EgoPose

info

EgoPose annotations are now available in V2 and V1 of the dataset. Download with --parts annotations --benchmarks egopose. You can also download with --benchmarks handpose or --benchmarks bodypose to filter just body or hand pose annotations.

EgoPose Annotations

The ground truth of EgoPose is annotated at the timestamp level for each take. At each timestamp with valid annotations, a single set of global 3D keypoints are provided, along with the corresponding 2D keypoints on ego and exo cameras.

Camera metadata for each take including intrinsic and extrinsic matrices are also provided in separate json files. We will describe the details below.

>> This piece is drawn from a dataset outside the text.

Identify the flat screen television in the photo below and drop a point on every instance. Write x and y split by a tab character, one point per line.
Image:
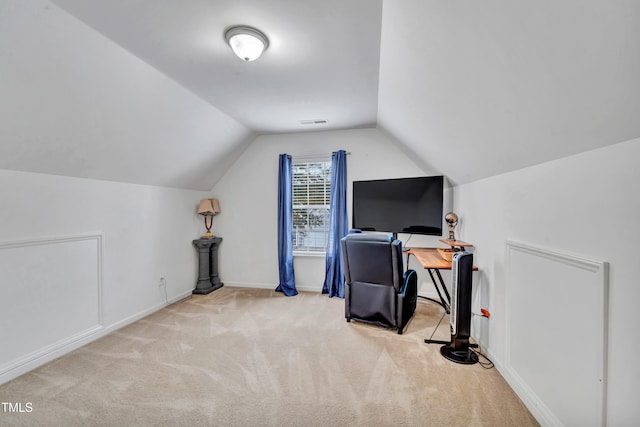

2D/3D Keypoints JSON Structure

For each take, the 2D and 3D keypoints are grouped by the frame number. One can use frame_number as index to query annotations.

Example Usage

import os
import json

dataset_root_dir = "<download_root_dir>"
take_uid = "<take_uid>"  # e.g. "80f65504-a37a-4c84-8a19-df3bba123326"
take_json_path = os.path.join(dataset_root_dir, "annotations/ego_pose/train/hand/annotation/", f"{take_uid}.json")

ann_data = json.load(open(take_json_path))

# Example Python code to access 2D annotations for 'cam01' and 'cam02'
cam01_annotations = ann_data['3468'][0]['annotation2D']['cam01']
cam02_annotations = ann_data['3468'][0]['annotation2D']['cam02']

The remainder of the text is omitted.